The only thing Mysore Masala director Sarpeshkar reveals about the plot of the film, whose first teaser trailer was shown last month at the Bengaluru Comic Con, is that it is based on the basic premise: “What if a UFO crashes in India?" We laugh about the fact that in most Hollywood films about alien visitations to earth, the alien spacecraft inevitably lands in the US, the cultural capital of the known universe.

Of course, there’s Satyajit Ray’s famous short story, Bonkubabur Bandhu (Banku Babu’s Friend), which deals with the same premise and even has a character scornfully ask the protagonist why an alien spaceship would land in a West Bengal village rather than New York, London, or at the very least, New Delhi. It came close to being adapted as a Hollywood movie but was dropped after years of deliberations (read more about the saga in Travails With The Alien by Ray, published by HarperCollins Publishers India in April). Sarpeshkar is not familiar with the story, though he is excited to learn that he had a similar idea as polymath Ray. “Humans are explorers. We are always asking ourselves, ‘Does the universe have a plan? What is my role in it?’ Mysore Masala is a result of this fascination," says Sarpeshkar.
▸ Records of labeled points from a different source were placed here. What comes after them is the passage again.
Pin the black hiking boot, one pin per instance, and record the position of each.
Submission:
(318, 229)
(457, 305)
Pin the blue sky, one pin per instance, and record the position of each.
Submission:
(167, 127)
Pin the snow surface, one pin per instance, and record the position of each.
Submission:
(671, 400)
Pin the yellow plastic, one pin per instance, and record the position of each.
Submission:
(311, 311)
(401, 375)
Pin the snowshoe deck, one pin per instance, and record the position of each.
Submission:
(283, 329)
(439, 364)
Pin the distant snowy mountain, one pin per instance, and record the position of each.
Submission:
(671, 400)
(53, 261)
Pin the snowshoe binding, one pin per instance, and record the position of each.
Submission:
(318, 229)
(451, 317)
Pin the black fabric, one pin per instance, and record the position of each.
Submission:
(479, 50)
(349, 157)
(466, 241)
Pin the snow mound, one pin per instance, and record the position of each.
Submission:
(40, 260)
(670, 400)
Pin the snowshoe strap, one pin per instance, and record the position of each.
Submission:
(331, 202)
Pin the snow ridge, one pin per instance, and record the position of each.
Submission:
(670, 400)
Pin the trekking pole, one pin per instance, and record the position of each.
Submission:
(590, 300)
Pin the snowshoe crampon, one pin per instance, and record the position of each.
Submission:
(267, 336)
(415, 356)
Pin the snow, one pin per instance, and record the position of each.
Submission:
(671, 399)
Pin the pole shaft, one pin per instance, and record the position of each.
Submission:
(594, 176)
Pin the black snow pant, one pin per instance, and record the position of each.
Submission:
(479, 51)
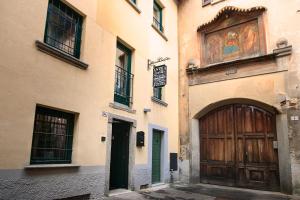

One role Sarpeshkar seems destined to play is that of one of the few makers of a Kannada science-fiction film. There have only been a handful of attempts so far: The 1997 Manava 2022 about a team of scientists bringing a dead man back to life using a special “formula"; the 2002 Hollywood, which starred superstar Upendra as “US 47", an android; and Tora Tora (2017), plotted around time travel. “Few of these films fully explored the ‘science’ aspect. In Tora Tora, the sci-fi element was a MacGuffin while the film is actually a comedy," says science-fiction columnist Gautham Shenoy. “All science fiction ultimately comes down to the ‘what if’ question, and you don’t need a big star cast or a massive CGI budget to do this," adds Shenoy. The relatively low-profile horror-fantasy Tumbbad “blindsided" him recently with its sophisticated storytelling and credible horror. “One hopes Mysore Masala fits the same mould—a small film that works irrespective of language or theme; one that you don’t have to make excuses for," says Shenoy.

Prakash Belawadi, Bengaluru-based theatre actor and director who has acted in several Bollywood films recently such as Meri Pyaari Bindu, Talvar and Wazir, was one of Sarpeshkar’s mentors. Initially roped in as “an avuncular consultant", Belawadi ended up playing a major character in the film, besides refining the script and helping Sarpeshkar figure out the ins and outs of the industry. “I was straightaway interested in the project. It would be a breakthrough attempt in Kannada cinema, I felt," says Belawadi. Though mainstream Kannada cinema is still very much a creature of the box office, with formulaic films that lean heavily on toxic masculinity and a melodramatic sensibility, independent film-makers have made successful attempts in the last few years to attract a new, Netflix-y audience, starting with 2013’s Lucia, a crowd-funded project that did well critically and commercially, followed by Thithi (2015), Gaali Beeja (2015) and Attihannu Mattu Kanaja (2014)—all made by first-time film-makers about unconventional subjects.

Belawadi says the current global obsession with science fiction and alternate realities was bound to come to Kannada cinema too. “It is an inevitable response to the way the world is today. Intelligent people everywhere are disgusted with the way the planet is being treated, and creative, sensitive people are responding to it," he says. He feels that Mysore Masala has broken stereotypes, especially by placing women in critical roles—well-known Kannada actors Sharmiela Mandre and Samyukta Hornad are part of the project (one of them plays a rocket scientist who may or may not have been abducted by a UFO, as per the gossip in Indian sci-fi circles).

Mysore Masala, funded by Sarpeshkar himself with help from friends and family, is expected to release in March-April 2019. The film-maker is optimistic about it being only the first in a series of films in a new cinematic universe. “We need our own superheroes," he says.

Like Krrish? “No—definitely not like Krrish," he says.